The sanctions would reverse several years of strong growth in Iran’s production of oil and natural gas that restored the country’s position as one of the world’s leading fuel producers.

A report stated that Iran’s production of oil and natural gas soared since sanctions were lifted under the 2015 Iran nuclear deal to the point that it is the world’s fourth-leading oil producer and third-leading natural-gas producer.

With increasing sales boosting its economy, Iran became the largest energy consumer in the Middle East in 2017, edging ahead of Saudi Arabia, a report by British oil and gas company BP stated.

That growth would be jeopardised when US sanctions resume between August and November, forcing many countries to scale back imports of Iranian oil and natural gas and turn to other exporters, such as Iran’s chief rival Saudi Arabia.

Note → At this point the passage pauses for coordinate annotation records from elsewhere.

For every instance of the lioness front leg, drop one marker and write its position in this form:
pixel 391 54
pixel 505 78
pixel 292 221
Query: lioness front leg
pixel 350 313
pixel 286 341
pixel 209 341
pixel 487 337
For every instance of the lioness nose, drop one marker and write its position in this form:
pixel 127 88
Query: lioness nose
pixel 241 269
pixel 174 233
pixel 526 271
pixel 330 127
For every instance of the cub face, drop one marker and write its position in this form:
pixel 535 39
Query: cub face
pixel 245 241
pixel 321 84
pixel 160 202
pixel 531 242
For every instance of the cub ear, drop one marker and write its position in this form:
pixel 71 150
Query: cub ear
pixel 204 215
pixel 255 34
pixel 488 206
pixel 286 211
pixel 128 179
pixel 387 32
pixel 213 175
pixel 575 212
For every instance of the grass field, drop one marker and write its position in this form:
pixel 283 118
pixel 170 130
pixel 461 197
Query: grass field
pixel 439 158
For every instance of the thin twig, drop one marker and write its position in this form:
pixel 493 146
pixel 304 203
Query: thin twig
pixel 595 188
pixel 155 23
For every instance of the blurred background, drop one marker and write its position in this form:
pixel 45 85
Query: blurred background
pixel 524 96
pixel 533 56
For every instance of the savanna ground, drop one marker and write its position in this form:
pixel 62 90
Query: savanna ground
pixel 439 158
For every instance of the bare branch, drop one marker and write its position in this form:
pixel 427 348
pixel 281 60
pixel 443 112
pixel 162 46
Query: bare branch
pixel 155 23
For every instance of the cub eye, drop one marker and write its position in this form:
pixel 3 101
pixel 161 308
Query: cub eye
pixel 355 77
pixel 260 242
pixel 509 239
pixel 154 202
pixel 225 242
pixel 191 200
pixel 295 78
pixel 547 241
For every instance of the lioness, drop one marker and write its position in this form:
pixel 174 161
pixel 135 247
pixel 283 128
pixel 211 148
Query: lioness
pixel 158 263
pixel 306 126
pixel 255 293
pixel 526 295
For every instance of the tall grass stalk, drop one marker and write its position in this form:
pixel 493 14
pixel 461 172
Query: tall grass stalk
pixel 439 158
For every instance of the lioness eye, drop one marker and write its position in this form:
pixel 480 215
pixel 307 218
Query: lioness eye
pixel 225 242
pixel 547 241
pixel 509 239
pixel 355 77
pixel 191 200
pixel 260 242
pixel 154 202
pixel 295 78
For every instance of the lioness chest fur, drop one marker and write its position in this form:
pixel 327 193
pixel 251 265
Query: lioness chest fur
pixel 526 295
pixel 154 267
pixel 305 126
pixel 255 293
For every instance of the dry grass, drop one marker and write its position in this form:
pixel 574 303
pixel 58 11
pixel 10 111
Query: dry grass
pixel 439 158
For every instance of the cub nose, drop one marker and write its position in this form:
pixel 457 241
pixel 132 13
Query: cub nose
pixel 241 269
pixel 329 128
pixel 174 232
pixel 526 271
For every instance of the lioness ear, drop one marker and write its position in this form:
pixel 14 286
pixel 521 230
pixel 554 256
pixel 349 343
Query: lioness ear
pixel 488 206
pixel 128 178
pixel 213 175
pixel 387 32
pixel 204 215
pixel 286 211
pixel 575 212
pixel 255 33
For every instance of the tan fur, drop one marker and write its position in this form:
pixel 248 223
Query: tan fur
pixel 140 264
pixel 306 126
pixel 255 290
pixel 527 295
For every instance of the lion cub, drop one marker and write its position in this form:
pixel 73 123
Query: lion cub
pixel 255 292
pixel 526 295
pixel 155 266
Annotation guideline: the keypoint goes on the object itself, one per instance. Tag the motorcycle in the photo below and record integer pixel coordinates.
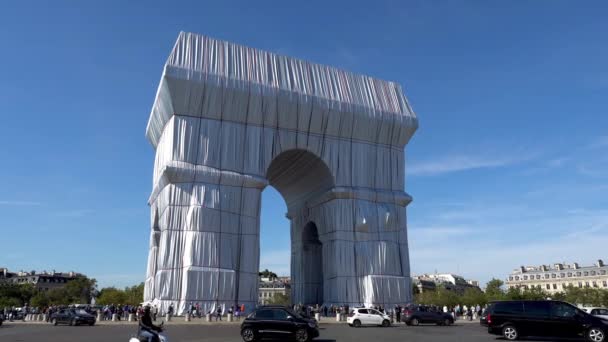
(144, 338)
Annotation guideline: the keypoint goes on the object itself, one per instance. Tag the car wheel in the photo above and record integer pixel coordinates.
(302, 335)
(510, 333)
(596, 335)
(248, 335)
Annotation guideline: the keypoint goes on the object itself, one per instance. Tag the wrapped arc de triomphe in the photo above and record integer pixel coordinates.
(229, 120)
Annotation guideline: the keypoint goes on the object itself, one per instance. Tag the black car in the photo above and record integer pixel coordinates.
(72, 317)
(278, 322)
(546, 318)
(419, 314)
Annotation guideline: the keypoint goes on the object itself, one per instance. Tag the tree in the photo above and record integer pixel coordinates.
(267, 274)
(280, 299)
(494, 290)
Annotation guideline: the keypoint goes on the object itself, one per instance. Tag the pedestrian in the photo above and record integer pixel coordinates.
(218, 313)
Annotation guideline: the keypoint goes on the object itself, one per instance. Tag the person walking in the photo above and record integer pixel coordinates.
(218, 313)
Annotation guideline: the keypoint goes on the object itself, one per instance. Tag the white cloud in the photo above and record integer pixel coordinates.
(19, 203)
(600, 142)
(74, 213)
(456, 163)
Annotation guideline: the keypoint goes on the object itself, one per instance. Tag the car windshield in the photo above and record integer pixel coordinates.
(294, 314)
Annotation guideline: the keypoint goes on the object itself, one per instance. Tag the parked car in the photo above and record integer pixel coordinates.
(72, 317)
(513, 319)
(420, 314)
(599, 312)
(367, 316)
(278, 322)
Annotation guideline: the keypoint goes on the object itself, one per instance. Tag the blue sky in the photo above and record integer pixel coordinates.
(509, 165)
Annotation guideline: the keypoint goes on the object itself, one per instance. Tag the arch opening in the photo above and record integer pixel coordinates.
(299, 175)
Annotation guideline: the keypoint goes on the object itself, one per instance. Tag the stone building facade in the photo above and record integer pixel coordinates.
(558, 277)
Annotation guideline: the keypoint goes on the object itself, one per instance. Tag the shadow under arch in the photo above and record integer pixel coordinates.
(299, 175)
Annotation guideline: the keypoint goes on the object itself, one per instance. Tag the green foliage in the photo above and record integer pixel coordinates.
(133, 295)
(16, 294)
(77, 291)
(280, 299)
(267, 274)
(494, 290)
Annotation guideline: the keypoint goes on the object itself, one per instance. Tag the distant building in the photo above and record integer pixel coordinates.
(450, 281)
(559, 277)
(270, 287)
(42, 281)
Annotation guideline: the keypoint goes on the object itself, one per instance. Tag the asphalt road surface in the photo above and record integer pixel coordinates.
(228, 333)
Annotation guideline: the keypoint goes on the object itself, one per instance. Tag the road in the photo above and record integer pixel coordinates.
(229, 333)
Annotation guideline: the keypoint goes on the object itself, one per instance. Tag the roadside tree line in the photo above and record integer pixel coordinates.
(78, 291)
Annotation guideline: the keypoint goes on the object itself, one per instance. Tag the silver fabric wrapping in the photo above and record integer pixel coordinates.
(229, 120)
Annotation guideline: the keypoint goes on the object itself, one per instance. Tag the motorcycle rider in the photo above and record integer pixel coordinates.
(147, 328)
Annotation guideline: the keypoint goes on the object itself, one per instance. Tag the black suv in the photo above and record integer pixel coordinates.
(546, 318)
(417, 314)
(278, 322)
(72, 317)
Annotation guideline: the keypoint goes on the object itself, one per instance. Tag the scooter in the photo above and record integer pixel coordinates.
(142, 338)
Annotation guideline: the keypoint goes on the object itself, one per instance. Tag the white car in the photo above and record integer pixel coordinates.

“Iran is under a perfect storm today. [It] will go under very strict US sanctions. It’s happening just as Russia and Saudi Arabia are deciding to stop their [oil] production cuts,” said Jean-Francois Seznec, a scholar at the Middle East Institute and former international banker in the Middle East. “Iran will suffer a great deal under the sanctions because I expect the sanctions

will be really tough.”

The consensus among oil traders is that Iran’s oil production will fall 300,000-500,000 barrels per day (bpd) within six months, Spencer Dale, group chief economist at BP, said at the release of the BP report. Iran produced nearly 5 million bpd in 2017 and has some of the world’s largest oil reserves, the latest annual BP Statistical Review of World Energy said.

In 2014, before sanctions were lifted under the nuclear agreement, Iran produced 3.7 million

barrels of oil a day.

Much of Iran’s increased production has gone to European countries. Iranian Oil Minister Bijan Zangeneh cultivated markets in Europe to expand sales beyond Iran’s traditional customers: China, India, South Korea, Turkey and Japan.

“For him Europe is still the big hope. The big test is: What will the Europeans do? Can they do anything to overcome American objections and the new Trump policy?” asked Alex Vatanka, a Middle East expert who advises the US Air Force.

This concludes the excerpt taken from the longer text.